Directions in individual taxation.

Author:Baldwin, David R.


* A survey of recent court decisions and guidance can help keep practitioners' awareness current regarding common issues arising in individual income tax returns.

* As cases discussed in this article demonstrate, practitioners should be well-versed in the requirements to establish that a taxpayer materially participated in an activity.

* Whether support payments qualified as deductible alimony and whether distributions from individual retirement accounts and qualified plans were subject to tax continued to be frequent subjects of litigation.

This article covers recent developments in the area of individual taxation, including the treatment of support payments and IRA and qualified plan distributions, the Sec. 469 material participation rules, and the taxability of state economic development credits. The items are arranged in Code section order.

Sec. 48: Energy Credit

A reflective roof can qualify for the solar energy credit to the extent that the reflective roof's cost exceeds a standard roof's cost, according to IRS private rulings. (1)

Sec. 61: Gross Income Defined

The Tax Court in Shah (2) upheld the IRS's determinations after examination that the taxpayers were not entitled to various expenses deducted on their personal and corporate returns since they failed to substantiate the amounts and/or their business purpose and to establish a profit motive.
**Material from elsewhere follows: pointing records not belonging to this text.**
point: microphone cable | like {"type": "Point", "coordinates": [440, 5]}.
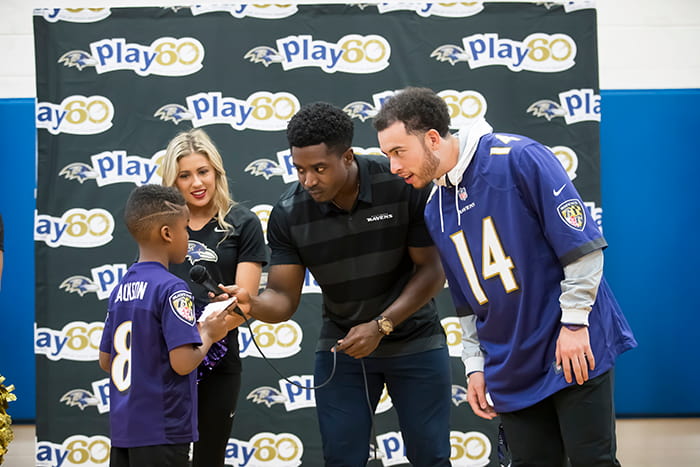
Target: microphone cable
{"type": "Point", "coordinates": [238, 311]}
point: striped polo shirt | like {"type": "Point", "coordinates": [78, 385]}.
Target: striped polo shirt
{"type": "Point", "coordinates": [360, 258]}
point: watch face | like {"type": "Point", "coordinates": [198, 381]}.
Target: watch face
{"type": "Point", "coordinates": [385, 326]}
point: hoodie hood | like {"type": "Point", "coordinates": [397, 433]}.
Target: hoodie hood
{"type": "Point", "coordinates": [468, 141]}
{"type": "Point", "coordinates": [468, 138]}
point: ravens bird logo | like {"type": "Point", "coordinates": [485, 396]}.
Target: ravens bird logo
{"type": "Point", "coordinates": [77, 58]}
{"type": "Point", "coordinates": [197, 251]}
{"type": "Point", "coordinates": [263, 54]}
{"type": "Point", "coordinates": [450, 53]}
{"type": "Point", "coordinates": [266, 395]}
{"type": "Point", "coordinates": [547, 109]}
{"type": "Point", "coordinates": [78, 171]}
{"type": "Point", "coordinates": [459, 394]}
{"type": "Point", "coordinates": [265, 167]}
{"type": "Point", "coordinates": [174, 113]}
{"type": "Point", "coordinates": [80, 397]}
{"type": "Point", "coordinates": [78, 284]}
{"type": "Point", "coordinates": [360, 109]}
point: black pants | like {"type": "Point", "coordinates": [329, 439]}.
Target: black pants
{"type": "Point", "coordinates": [218, 396]}
{"type": "Point", "coordinates": [172, 455]}
{"type": "Point", "coordinates": [577, 422]}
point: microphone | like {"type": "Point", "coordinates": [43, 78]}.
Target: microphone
{"type": "Point", "coordinates": [200, 275]}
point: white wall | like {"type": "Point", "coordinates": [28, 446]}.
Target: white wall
{"type": "Point", "coordinates": [643, 44]}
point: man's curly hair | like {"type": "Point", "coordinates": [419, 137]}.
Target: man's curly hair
{"type": "Point", "coordinates": [420, 110]}
{"type": "Point", "coordinates": [150, 206]}
{"type": "Point", "coordinates": [320, 122]}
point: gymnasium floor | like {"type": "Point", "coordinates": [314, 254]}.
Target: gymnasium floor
{"type": "Point", "coordinates": [659, 442]}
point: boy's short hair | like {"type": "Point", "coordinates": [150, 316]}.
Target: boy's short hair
{"type": "Point", "coordinates": [419, 109]}
{"type": "Point", "coordinates": [151, 206]}
{"type": "Point", "coordinates": [320, 122]}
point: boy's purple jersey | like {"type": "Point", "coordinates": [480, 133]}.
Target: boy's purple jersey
{"type": "Point", "coordinates": [150, 313]}
{"type": "Point", "coordinates": [509, 227]}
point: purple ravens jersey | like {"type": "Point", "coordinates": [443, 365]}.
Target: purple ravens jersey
{"type": "Point", "coordinates": [150, 313]}
{"type": "Point", "coordinates": [504, 233]}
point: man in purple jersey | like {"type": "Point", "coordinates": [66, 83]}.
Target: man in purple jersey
{"type": "Point", "coordinates": [524, 264]}
{"type": "Point", "coordinates": [151, 341]}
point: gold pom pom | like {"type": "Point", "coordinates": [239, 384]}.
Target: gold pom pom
{"type": "Point", "coordinates": [6, 434]}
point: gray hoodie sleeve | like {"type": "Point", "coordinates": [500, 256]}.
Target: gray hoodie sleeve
{"type": "Point", "coordinates": [580, 287]}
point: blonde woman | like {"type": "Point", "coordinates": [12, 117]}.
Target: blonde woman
{"type": "Point", "coordinates": [226, 238]}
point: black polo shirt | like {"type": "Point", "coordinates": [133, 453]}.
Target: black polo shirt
{"type": "Point", "coordinates": [360, 258]}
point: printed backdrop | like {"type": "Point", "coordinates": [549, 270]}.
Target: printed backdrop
{"type": "Point", "coordinates": [115, 85]}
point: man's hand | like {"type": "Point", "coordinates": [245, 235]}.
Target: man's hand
{"type": "Point", "coordinates": [361, 340]}
{"type": "Point", "coordinates": [574, 353]}
{"type": "Point", "coordinates": [476, 396]}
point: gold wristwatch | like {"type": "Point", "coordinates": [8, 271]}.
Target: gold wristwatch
{"type": "Point", "coordinates": [384, 324]}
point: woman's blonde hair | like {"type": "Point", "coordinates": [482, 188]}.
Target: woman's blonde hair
{"type": "Point", "coordinates": [197, 141]}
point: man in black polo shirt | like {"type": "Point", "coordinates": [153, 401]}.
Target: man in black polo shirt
{"type": "Point", "coordinates": [359, 229]}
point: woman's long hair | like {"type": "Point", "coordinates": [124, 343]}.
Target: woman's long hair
{"type": "Point", "coordinates": [197, 141]}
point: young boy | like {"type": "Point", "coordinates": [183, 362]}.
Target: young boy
{"type": "Point", "coordinates": [152, 342]}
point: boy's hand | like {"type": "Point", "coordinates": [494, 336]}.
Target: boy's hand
{"type": "Point", "coordinates": [242, 296]}
{"type": "Point", "coordinates": [217, 324]}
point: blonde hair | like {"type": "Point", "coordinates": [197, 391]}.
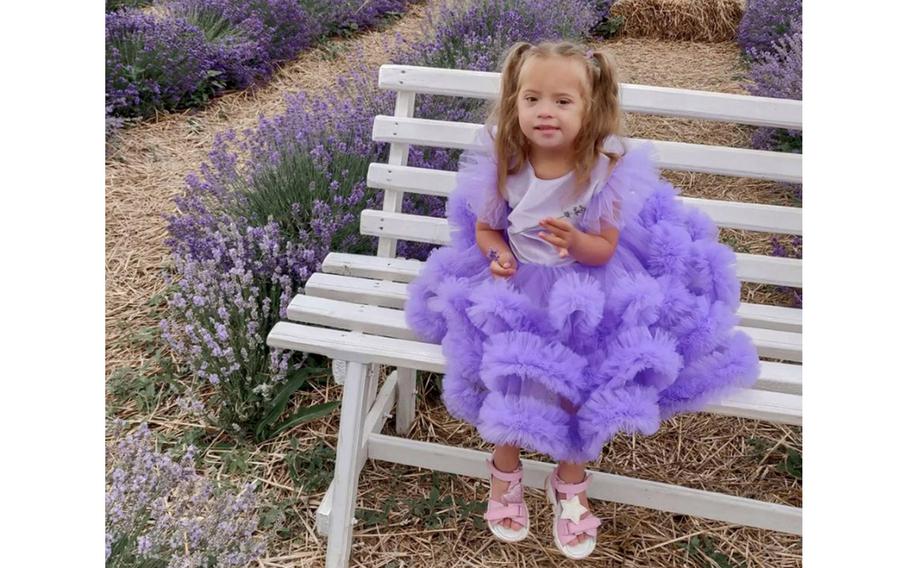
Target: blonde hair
{"type": "Point", "coordinates": [603, 116]}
In addition, the Tax Court found that the bank deposits method used to reconstruct the corporation's income was an acceptable method to determine income that the corporation had failed to report.
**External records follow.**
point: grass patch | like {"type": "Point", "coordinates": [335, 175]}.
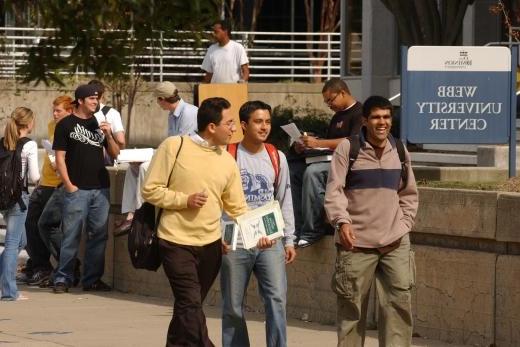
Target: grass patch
{"type": "Point", "coordinates": [511, 185]}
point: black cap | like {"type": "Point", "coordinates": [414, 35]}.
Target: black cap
{"type": "Point", "coordinates": [84, 91]}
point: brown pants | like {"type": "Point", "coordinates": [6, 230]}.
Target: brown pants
{"type": "Point", "coordinates": [191, 271]}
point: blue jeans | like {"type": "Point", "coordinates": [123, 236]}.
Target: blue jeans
{"type": "Point", "coordinates": [49, 223]}
{"type": "Point", "coordinates": [308, 184]}
{"type": "Point", "coordinates": [269, 268]}
{"type": "Point", "coordinates": [89, 207]}
{"type": "Point", "coordinates": [15, 240]}
{"type": "Point", "coordinates": [36, 247]}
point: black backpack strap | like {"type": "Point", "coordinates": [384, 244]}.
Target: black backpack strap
{"type": "Point", "coordinates": [355, 145]}
{"type": "Point", "coordinates": [19, 146]}
{"type": "Point", "coordinates": [105, 110]}
{"type": "Point", "coordinates": [402, 158]}
{"type": "Point", "coordinates": [168, 184]}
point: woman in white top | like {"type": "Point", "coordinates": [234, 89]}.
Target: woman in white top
{"type": "Point", "coordinates": [19, 125]}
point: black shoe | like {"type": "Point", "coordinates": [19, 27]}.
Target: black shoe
{"type": "Point", "coordinates": [98, 286]}
{"type": "Point", "coordinates": [60, 288]}
{"type": "Point", "coordinates": [38, 278]}
{"type": "Point", "coordinates": [77, 273]}
{"type": "Point", "coordinates": [46, 284]}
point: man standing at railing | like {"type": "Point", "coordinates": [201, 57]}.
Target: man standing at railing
{"type": "Point", "coordinates": [225, 61]}
{"type": "Point", "coordinates": [309, 177]}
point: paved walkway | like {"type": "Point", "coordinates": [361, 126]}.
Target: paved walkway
{"type": "Point", "coordinates": [118, 319]}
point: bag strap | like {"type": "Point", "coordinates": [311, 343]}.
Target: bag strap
{"type": "Point", "coordinates": [275, 160]}
{"type": "Point", "coordinates": [274, 156]}
{"type": "Point", "coordinates": [355, 145]}
{"type": "Point", "coordinates": [402, 158]}
{"type": "Point", "coordinates": [158, 219]}
{"type": "Point", "coordinates": [105, 110]}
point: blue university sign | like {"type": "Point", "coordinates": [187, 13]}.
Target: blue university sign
{"type": "Point", "coordinates": [457, 94]}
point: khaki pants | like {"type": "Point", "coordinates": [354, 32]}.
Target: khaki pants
{"type": "Point", "coordinates": [394, 274]}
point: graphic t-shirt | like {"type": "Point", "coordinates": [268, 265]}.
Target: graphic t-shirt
{"type": "Point", "coordinates": [83, 142]}
{"type": "Point", "coordinates": [258, 176]}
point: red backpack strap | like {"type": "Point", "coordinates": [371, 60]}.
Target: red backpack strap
{"type": "Point", "coordinates": [232, 148]}
{"type": "Point", "coordinates": [275, 160]}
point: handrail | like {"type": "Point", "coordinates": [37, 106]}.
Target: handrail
{"type": "Point", "coordinates": [273, 56]}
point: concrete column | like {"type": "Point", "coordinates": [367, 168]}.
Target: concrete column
{"type": "Point", "coordinates": [468, 27]}
{"type": "Point", "coordinates": [380, 51]}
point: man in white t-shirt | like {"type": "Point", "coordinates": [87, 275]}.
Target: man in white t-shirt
{"type": "Point", "coordinates": [225, 61]}
{"type": "Point", "coordinates": [110, 115]}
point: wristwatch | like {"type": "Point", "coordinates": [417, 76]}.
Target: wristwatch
{"type": "Point", "coordinates": [337, 227]}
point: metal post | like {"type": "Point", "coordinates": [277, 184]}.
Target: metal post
{"type": "Point", "coordinates": [329, 61]}
{"type": "Point", "coordinates": [292, 39]}
{"type": "Point", "coordinates": [343, 60]}
{"type": "Point", "coordinates": [161, 58]}
{"type": "Point", "coordinates": [404, 91]}
{"type": "Point", "coordinates": [512, 133]}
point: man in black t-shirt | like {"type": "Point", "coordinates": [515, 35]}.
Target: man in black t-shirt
{"type": "Point", "coordinates": [308, 181]}
{"type": "Point", "coordinates": [79, 143]}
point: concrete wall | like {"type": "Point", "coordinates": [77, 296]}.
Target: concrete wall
{"type": "Point", "coordinates": [467, 246]}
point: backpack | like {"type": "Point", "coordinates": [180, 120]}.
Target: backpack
{"type": "Point", "coordinates": [232, 148]}
{"type": "Point", "coordinates": [143, 243]}
{"type": "Point", "coordinates": [11, 182]}
{"type": "Point", "coordinates": [355, 145]}
{"type": "Point", "coordinates": [105, 110]}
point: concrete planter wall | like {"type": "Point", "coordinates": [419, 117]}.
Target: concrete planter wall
{"type": "Point", "coordinates": [467, 246]}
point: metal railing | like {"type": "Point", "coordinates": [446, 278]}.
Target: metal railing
{"type": "Point", "coordinates": [273, 56]}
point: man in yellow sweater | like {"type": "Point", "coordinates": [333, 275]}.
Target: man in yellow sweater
{"type": "Point", "coordinates": [204, 181]}
{"type": "Point", "coordinates": [37, 246]}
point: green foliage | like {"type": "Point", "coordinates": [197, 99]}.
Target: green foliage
{"type": "Point", "coordinates": [428, 22]}
{"type": "Point", "coordinates": [106, 37]}
{"type": "Point", "coordinates": [306, 119]}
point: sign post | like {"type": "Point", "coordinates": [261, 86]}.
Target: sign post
{"type": "Point", "coordinates": [460, 95]}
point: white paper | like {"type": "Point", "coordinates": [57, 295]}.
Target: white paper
{"type": "Point", "coordinates": [292, 130]}
{"type": "Point", "coordinates": [47, 145]}
{"type": "Point", "coordinates": [230, 233]}
{"type": "Point", "coordinates": [263, 221]}
{"type": "Point", "coordinates": [137, 155]}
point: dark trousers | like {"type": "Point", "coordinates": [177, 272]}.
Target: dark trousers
{"type": "Point", "coordinates": [191, 271]}
{"type": "Point", "coordinates": [36, 248]}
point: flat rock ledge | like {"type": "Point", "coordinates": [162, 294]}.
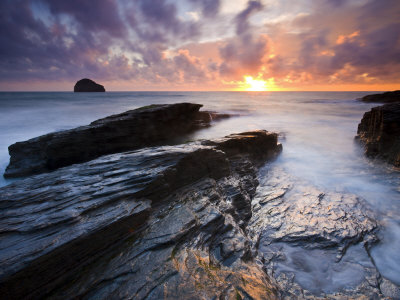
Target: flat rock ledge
{"type": "Point", "coordinates": [151, 125]}
{"type": "Point", "coordinates": [379, 133]}
{"type": "Point", "coordinates": [387, 97]}
{"type": "Point", "coordinates": [164, 222]}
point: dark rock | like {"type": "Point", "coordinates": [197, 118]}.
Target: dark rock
{"type": "Point", "coordinates": [379, 132]}
{"type": "Point", "coordinates": [87, 85]}
{"type": "Point", "coordinates": [147, 126]}
{"type": "Point", "coordinates": [388, 97]}
{"type": "Point", "coordinates": [310, 239]}
{"type": "Point", "coordinates": [158, 223]}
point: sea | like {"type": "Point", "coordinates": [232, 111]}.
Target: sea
{"type": "Point", "coordinates": [316, 129]}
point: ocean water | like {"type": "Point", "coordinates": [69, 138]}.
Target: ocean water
{"type": "Point", "coordinates": [316, 129]}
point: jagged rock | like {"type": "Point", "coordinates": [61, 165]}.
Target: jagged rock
{"type": "Point", "coordinates": [388, 97]}
{"type": "Point", "coordinates": [146, 126]}
{"type": "Point", "coordinates": [314, 242]}
{"type": "Point", "coordinates": [379, 132]}
{"type": "Point", "coordinates": [158, 223]}
{"type": "Point", "coordinates": [88, 85]}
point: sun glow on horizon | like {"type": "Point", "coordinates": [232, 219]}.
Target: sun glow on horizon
{"type": "Point", "coordinates": [254, 85]}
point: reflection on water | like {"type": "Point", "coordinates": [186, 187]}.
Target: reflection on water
{"type": "Point", "coordinates": [316, 129]}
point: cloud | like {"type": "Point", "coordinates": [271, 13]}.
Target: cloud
{"type": "Point", "coordinates": [246, 51]}
{"type": "Point", "coordinates": [155, 42]}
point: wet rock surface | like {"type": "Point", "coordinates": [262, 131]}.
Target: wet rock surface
{"type": "Point", "coordinates": [165, 222]}
{"type": "Point", "coordinates": [147, 126]}
{"type": "Point", "coordinates": [387, 97]}
{"type": "Point", "coordinates": [379, 132]}
{"type": "Point", "coordinates": [315, 243]}
{"type": "Point", "coordinates": [88, 85]}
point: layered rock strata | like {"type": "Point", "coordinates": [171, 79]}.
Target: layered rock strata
{"type": "Point", "coordinates": [314, 242]}
{"type": "Point", "coordinates": [147, 126]}
{"type": "Point", "coordinates": [158, 223]}
{"type": "Point", "coordinates": [379, 132]}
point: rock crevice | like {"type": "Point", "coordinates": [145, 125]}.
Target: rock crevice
{"type": "Point", "coordinates": [160, 222]}
{"type": "Point", "coordinates": [143, 127]}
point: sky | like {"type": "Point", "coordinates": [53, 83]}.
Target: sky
{"type": "Point", "coordinates": [200, 45]}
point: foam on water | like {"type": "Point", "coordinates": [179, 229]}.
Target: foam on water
{"type": "Point", "coordinates": [316, 129]}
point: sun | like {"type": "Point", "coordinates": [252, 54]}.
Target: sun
{"type": "Point", "coordinates": [254, 85]}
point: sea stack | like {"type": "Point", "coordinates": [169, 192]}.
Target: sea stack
{"type": "Point", "coordinates": [88, 85]}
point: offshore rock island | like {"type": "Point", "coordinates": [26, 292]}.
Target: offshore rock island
{"type": "Point", "coordinates": [127, 208]}
{"type": "Point", "coordinates": [88, 85]}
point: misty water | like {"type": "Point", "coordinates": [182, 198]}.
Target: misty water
{"type": "Point", "coordinates": [316, 129]}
In another case, the Tax Court held that a physician received cancellation-of-debt (COD) income from forgiveness of a loan he received as part of a recruiting agreement with a rural hospital. (3)

Sec. 66: Treatment of Community Income

The Tax Court in Mottahedeh (4) held that the IRS used a permissible method of reconstructing the married taxpayers' unreported income and properly treated this income as community property attributable one-half each to the husband and the wife. The taxpayers operated a business that taught tax-evasion techniques, which they applied to their own financial situation by having customers pay cash, avoiding banks, and not keeping financial records or filing tax returns. The Tax Court found that the IRS's reconstruction of the taxpayers' taxable income through its investigation of their business and reliance on average spending statistics from the U.S. Bureau of Labor Statistics was valid and that the business was a joint effort between both spouses. Thus, the income from the business was held to be community property.

The Ninth Circuit held that the Tax Court in Hiramanek (5) properly determined that a former spouse was not jointly and severally liable for a tax deficiency since she signed a joint tax return under duress, based on the former spouse's testimony at trial. The Ninth Circuit agreed with the Tax Court that she was entitled to equitable relief under Sec. 66(c) because equitable relief resulting from the operation of a community property law may be available, even if the requirements for traditional relief are not satisfied, when it would be inequitable to hold the requesting spouse liable for the unpaid tax or deficiency.

Sec. 67: 2% Floor on Miscellaneous Itemized Deductions

In Peterson, (6) the Tax Court held that a police officer improperly deducted unreimbursed business expenses on Schedule A, Itemized Deductions, of his tax return. Under Sec. 67(a), miscellaneous itemized deductions are allowed only to the extent they exceed 2% of adjusted gross income. Moreover, to be deductible as unreimbursed employee business expenses, the expenses must be incurred through the performance of services as an employee, and the taxpayer must not have the right to reimbursement for such expenses from his or her employer. The court found that the taxpayer failed to prove he met these requirements.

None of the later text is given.